© 2011 threepairsphoto.com

Why I write (part two)

© 2011 threepairsphoto.com

Although this entry is called “why I write”, it might be more accurate to call it “why I care.” I know that some people wonder why Backseat Coach and I are passionate enough to fly around the country to Militia away games and do all the writing & tweeting & promotion that we do. One answer is that I have good friends on the team and we want to support them and the other Militia players we’ve become friends with over the past few years. But there’s more that’s not as easy to articulate; that’s what this post is about.

When I was a kid, my dad would play basketball at the Watertown YMCA once a week. He would bring me and my younger sister along, and we hung out there with the kids of the other guys playing. I learned two things from being at those games, one of which I was conscious of learning and one that I wasn’t. The former was that if there are enough of you and you are willing to look in really grimy corners, you can usually find enough change to get a communal bag of Skittles from the vending machine. The latter was that men play sports.

It’s not like anyone said this to me directly, it’s just something that I absorbed. I saw guys play sports on TV, I saw guys play sports in real life. Thus, guys played sports. Women competed in the Olympics, of course, but they were, like, superheroes or gladiators or something – not real life. Even our Mission Hill neighborhood softball league was all men. I imagine my parents would be upset to hear that that’s what I took away from watching my dad play sports, as it goes entirely against the “girls can do anything” mantra that was so popular among second-wave feminists & allies in the 80s. I certainly heard that enough.

But the truth is that you can tell your kids whatever you want – God exists, God doesn’t exist, girls can do anything, the Cubs are the best baseball team in the world – and that’s fine, but eventually those kids are going see to the world for themselves and they may find out that what you told them doesn’t match the reality of what they see…even if you really, really want it to be true. They will grow up to believe what they see happening, even if they don’t notice that they’re seeing it.

A few weeks ago, Backseat Coach and I brought our brand-new baby, Tiny Coach, to his first Boston Militia game. As I mentioned in this post, I am utterly freaked out by the idea of my kid playing football and as such I plan to try to raise him to believe that football is only played by women. However, since the chance of me pulling that off in a Patriots-crazy household is fairly slim, I will settle for raising him to know that women CAN play football. I won’t have to tell him this; I don’t intend to continually make a big deal out of it. I simply plan to bring him to Militia games the way my dad brought me to his basketball games.

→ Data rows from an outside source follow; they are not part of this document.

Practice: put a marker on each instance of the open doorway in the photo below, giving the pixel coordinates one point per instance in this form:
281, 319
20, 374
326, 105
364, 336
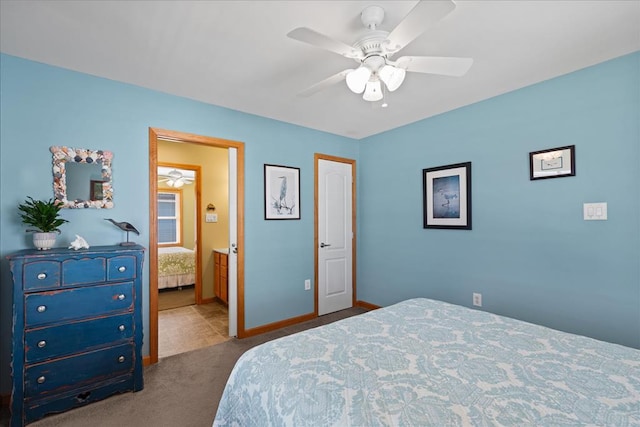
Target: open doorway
183, 143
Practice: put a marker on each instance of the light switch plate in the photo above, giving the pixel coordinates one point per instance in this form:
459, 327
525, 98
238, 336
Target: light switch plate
595, 211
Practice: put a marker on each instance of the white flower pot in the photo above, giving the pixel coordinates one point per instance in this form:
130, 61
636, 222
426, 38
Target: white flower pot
44, 241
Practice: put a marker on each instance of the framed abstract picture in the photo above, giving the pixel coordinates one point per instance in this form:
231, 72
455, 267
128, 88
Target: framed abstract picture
281, 192
552, 163
447, 196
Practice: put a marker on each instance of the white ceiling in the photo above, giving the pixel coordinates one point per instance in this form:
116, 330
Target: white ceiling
236, 53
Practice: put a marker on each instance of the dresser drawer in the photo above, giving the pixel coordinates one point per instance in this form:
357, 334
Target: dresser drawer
59, 375
41, 274
83, 270
121, 268
57, 306
63, 340
35, 409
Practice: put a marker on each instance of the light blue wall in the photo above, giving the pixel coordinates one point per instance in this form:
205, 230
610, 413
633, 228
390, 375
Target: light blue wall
530, 253
43, 106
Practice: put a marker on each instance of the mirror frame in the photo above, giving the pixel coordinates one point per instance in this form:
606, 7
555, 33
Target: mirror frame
62, 155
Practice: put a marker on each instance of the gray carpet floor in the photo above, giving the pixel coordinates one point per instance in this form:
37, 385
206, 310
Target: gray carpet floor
180, 391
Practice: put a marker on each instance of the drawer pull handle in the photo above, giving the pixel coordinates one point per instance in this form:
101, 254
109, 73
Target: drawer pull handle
82, 397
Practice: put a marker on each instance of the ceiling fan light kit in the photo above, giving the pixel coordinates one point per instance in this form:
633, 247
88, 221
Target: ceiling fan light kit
374, 50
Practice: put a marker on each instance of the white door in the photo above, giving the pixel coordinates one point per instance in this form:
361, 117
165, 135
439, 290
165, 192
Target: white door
232, 271
335, 236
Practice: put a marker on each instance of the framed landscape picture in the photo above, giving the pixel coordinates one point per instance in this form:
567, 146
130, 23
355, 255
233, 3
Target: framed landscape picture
281, 192
552, 163
447, 196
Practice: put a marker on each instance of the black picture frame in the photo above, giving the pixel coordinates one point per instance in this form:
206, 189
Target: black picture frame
447, 196
281, 192
557, 162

It’s one thing to have people tell you that women are strong; it’s another thing to grow up seeing the power of an all-female OL, the speed of running backs who are girls, the precision of a QB who’s pretty much the same size as your not-particularly-big mom. When I think about what I want my son to grow up knowing, so much of it is visible on our game days at Dilboy Stadium: women can be seriously bad-ass. Have people’s backs even if they don’t look like you. If someone you don’t like gets hurt, you should still hope they’re ok. If someone you care about is doing something they care about, show up and cheer for them, even when it’s raining. (Especially when it’s raining.)

Diversity’s a great concept and a great buzzword. It’s also bullshit nine times out of ten. True diversity in any setting is incredibly difficult to achieve and even harder to sustain. To this day, I have never seen a more powerfully diverse group of people work together as strongly as the Militia players do. Race, class, age, sexuality & hairstyle differences get checked at the door, and the overwhelming support that the teammates offer each other is still breathtaking to me. That’s what I want my son to grow up seeing, because from where I sit in the stands, to me, it looks like a revolution.

3 thoughts on “Why I write (part two)

  1. great post!! made me a bit emotional not gonna lie. thanks so much for all the support you guys give us…you have no idea how much it means to the whole team. keep up the posts…and get ready for a three-peat :)

  2. You should come to learn women’s rugby and understand that it is a sport played all over the world, by women of all ages youth to, well, as old as your willnig to sacrifice your body AND at many different levels. It is growing daily, weekly, monthly, yearly and the statistics are staggering. It has now been supported as an olympic sport as well. The point is…perhaps this already has the support network you and football are only beginning to create.

  3. Thank you for writing this. I think you are on point. Your experiences especially for young people are formative and the little guys soak everything up like a sponge! I just had a conversation with a woman who explained to me that her son “wasn’t good at reading, like girls aren’t good at math.” There is a lot of work to do, thanks for helping!